Scarlett y Pittypat, llenas de sobresalto, se miraron desconcertadas, como gatas acorraladas. India cruzó la habitación, poniéndose al lado de Melanie.

—No se lo digas —gritó—. Es un espía, es de los enemigos.

Rhett ni siquiera la miró.

—¡Pronto, señora Wilkes; tal vez sea tiempo aún!

Melanie estaba paralizada por el terror y no hacía más que mirar a Rhett fijamente.

—Pero ¿qué...? —balbuceó Scarlett.

—¡Cállese! —le gritó Archie—. ¡Y usted también, señorita Melanie! ¡Largo pronto de aquí, demonio! ¡Vayase de una vez, condenado!

—No, Archie, no —dijo Melanie poniendo una mano temblorosa sobre el brazo de Rhett, como para protegerle de Archie—. ¿Qué ha ocurrido? Pero ¿cómo... ¿Cómo es posible que sepa...?

En el oscuro rostro de Rhett la impaciencia luchaba con la cortesía.

—¡Dios santo, señora Wilkes! Han estado todos vigilados desde el principio, sólo que habían sido demasiado listos, hasta esta noche. ¿Que cómo lo sé? Estaba jugando al poker esta noche con dos capitanes yanquis borrachos, y lo han dejado escapar. Los yanquis sabían que iba a haber jaleo esta noche y estaban preparados. Los muy locos se han metido en una trampa.
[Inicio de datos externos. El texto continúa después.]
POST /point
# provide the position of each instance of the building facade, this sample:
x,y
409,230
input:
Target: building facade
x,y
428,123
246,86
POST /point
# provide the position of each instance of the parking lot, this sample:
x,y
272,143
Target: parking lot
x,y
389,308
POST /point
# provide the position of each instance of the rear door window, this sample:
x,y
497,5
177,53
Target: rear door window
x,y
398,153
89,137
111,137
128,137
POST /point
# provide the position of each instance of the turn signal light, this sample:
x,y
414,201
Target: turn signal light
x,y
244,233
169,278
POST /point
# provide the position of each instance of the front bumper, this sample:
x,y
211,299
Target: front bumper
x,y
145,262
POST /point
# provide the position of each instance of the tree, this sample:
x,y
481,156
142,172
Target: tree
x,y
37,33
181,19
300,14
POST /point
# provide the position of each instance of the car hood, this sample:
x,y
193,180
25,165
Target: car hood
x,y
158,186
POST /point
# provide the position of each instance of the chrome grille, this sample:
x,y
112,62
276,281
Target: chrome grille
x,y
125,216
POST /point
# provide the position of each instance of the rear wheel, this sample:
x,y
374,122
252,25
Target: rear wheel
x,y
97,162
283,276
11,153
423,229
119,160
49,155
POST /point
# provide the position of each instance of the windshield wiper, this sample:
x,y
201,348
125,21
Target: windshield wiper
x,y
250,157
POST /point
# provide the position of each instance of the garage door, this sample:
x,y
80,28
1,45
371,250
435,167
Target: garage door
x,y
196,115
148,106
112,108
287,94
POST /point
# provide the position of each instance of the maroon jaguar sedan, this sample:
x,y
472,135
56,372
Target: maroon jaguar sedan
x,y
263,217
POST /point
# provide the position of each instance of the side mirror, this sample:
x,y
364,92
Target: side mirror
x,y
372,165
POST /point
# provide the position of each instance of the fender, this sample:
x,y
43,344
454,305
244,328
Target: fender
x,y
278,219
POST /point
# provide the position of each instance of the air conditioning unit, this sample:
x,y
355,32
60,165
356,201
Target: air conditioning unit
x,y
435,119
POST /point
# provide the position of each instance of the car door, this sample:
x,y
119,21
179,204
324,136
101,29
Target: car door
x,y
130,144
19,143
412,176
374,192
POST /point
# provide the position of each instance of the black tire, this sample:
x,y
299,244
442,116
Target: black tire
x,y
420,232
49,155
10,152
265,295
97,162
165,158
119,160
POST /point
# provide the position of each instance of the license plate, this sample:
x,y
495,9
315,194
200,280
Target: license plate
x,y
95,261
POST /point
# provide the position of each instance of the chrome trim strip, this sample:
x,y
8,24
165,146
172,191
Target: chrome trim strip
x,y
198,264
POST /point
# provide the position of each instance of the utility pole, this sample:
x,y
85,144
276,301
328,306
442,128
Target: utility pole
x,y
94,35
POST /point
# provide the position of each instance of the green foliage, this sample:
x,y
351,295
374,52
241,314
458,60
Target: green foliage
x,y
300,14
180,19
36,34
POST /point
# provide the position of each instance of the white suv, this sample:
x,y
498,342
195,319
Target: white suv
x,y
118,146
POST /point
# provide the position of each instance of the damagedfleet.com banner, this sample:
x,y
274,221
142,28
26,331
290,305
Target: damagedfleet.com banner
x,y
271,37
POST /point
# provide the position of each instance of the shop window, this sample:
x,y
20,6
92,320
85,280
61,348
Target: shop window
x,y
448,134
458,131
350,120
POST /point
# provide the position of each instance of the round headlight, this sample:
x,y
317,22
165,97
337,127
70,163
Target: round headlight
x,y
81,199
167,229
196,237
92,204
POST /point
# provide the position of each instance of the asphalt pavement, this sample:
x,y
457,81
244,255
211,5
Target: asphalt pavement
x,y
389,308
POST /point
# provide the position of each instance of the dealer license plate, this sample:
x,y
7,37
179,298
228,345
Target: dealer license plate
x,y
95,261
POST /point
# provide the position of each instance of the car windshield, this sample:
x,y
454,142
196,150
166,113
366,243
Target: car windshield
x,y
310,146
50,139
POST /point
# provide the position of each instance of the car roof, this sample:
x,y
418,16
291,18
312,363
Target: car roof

Por un momento pareció como si Melanie se tambalease bajo un rudo golpe. Rhett la sostuvo pasándole el brazo por la cintura.

—No se lo digas; quiere engañarte —protestó India con furia—. ¿No le has oído que ha estado con unos oficiales yanquis esta noche?

Ni siquiera entonces la miró Rhett; sus ojos se fijaban con ansiedad en el lívido rostro de Melanie.

—Dígame adonde iban. ¿Tenían algún lugar de cita?

A pesar de su miedo y de su falta de comprensión, Scarlett pensó que nunca había visto una cara más pálida e inexpresiva que la de Rhett; pero indudablemente Melanie vio algo más, algo que le hizo entregarle su confianza. Se enderezó, desasiendo su menudo cuerpo del brazo de Rhett. Y dijo lentamente con voz estremecida:

—Fuera del camino de Decatur, cerca de Shantytown. Se reúnen en un sótano de la plantación del viejo Sullivan, en una casa medio quemada.

—Gracias. Iré al galope. Cuando vengan los yanquis aquí, finjan no saber nada de esto.

Desapareció tan rápidamente, hundiéndose en la oscuridad con su capa negra, que apenas pudieran creer que había estado allí, hasta que oyeron el crujido de la grava y el desenfrenado galopar de un caballo.

—¡Venir aquí los yanquis! —gritó tía Pittypat, y girando sobre sus piececitos cayó desplomada en el sofá, demasiado espantada para poder llorar.